Business Benefits; Cost effective for financial brokers, and other professionals who prioritise strong encryption and data privacy but do not require extensive integrations with other business tools
ProtonMail;
Free Version available; includes limited storage and email capabilities but again for personal users only.
Premium Plans; starts at €6.99 per month per user, with higher-tier plans offering more storage, additional email addresses and support for custom domains.
Business Benefits; Ideal for those who need robust security features, including zero-access encryption and secure core architecture, though at a higher cost than Tuta Mail
Gmail for Business;
No Free Version available; Plans start at approximately €6 per user per month which includes not just email, but also access to the entire Google Workspace suite.
Additional Features; Includes extensive collaboration tools and integration capabilities, which may justify the higher price for larger firms or those needing comprehensive productivity tools.
Microsoft Outlook;
No Free Business Version; Pricing starts around €5.60 for the basic plan which also includes access to Microsoft’s suite of productivity tools
Additional Features; Offers advanced security and compliance tools as part of the higher-tier plans, necessary for larger organisation or those with specific compliance needs.

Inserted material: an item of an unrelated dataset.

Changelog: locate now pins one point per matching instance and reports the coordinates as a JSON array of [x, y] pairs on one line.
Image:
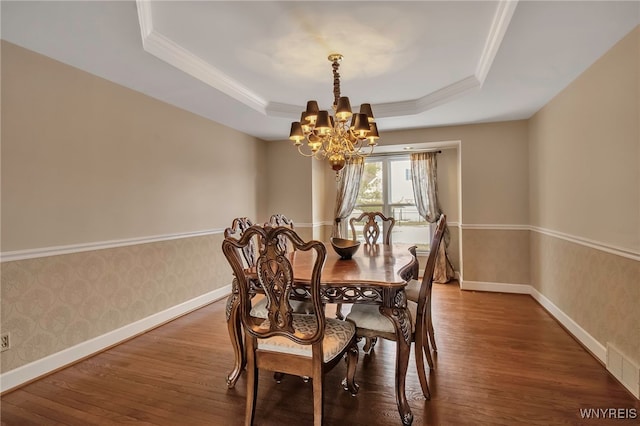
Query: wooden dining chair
[[370, 323], [412, 291], [369, 223], [249, 252], [303, 345]]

For financial brokers, the decision often hinges on not just the cost but also the specific needs of their firm. Those prioritising top-tier security might find the higher cost of ProtonMail justifiable, while others may prefer the comprehensive productivity and security balance offered by Gmail and Outlook. Budget conscience brokers or small firms might lean towards Tuta Mail for its affordability and robust security measures.
Limitations of Each Service
While we are all about the positives and advantages to email services, it would be remiss of us not to look at the limitations. Understanding these can also help an informed decision to suit your operations.
Tuta Mail & ProtonMail
Tuta Mail focuses primarily on security and privacy, which can limit it’s integration with other business tools. This might pose a challenge for those who rely on seamless integration with CRM systems or other productivity tools.
While it excels in security Tuta Mail’s features outside of email security are somewhat basic compared to more comprehensive business suites.
Although ProtonMail offers robust security features, its cost is higher compared to Tuta Mail which might be a concern for cost-sensitive firms.
Like Tuta Mail, ProtonMail has limited compatibility with third party services, which might hinder firms who need extensive interoperability with other software.
Gmail for Business and Microsoft Outlook;
While both services offer strong security measures, they do not provide end to end encryption by default. Firms will need to implement additional configurations or use third party tools to achieve the highest security levels.
For those that are conscious of storing data outside of the EEA, while both Gmail and Microsoft have data centres in Europe, they also fall under US jurisdiction and their services are subject to laws like the Cloud Act, which may be of concern for some.
The Preferred Choice
Do the limitations outweigh the advantages? Certainly for brokers and other businesses that are prioritising seamless integration and extensive features, Microsoft Outlook would seem to be the appropriate choice. On the other hand, in the case of Tuta Mail and ProtonMail, while they clearly offer superior solutions in security, one must wonder if it is a necessary evil that sacrifices an ease in doing business.
As a business grows, so too does the requirement to use more software integration and support that is going to lighten the load. And while encryption is important, doing business is priority. With so many limitations on what integrations can be used within Tuta Mail and ProtonMail, the ease of doing business really does win our vote, (along with a sprinkle of common sense security measures!)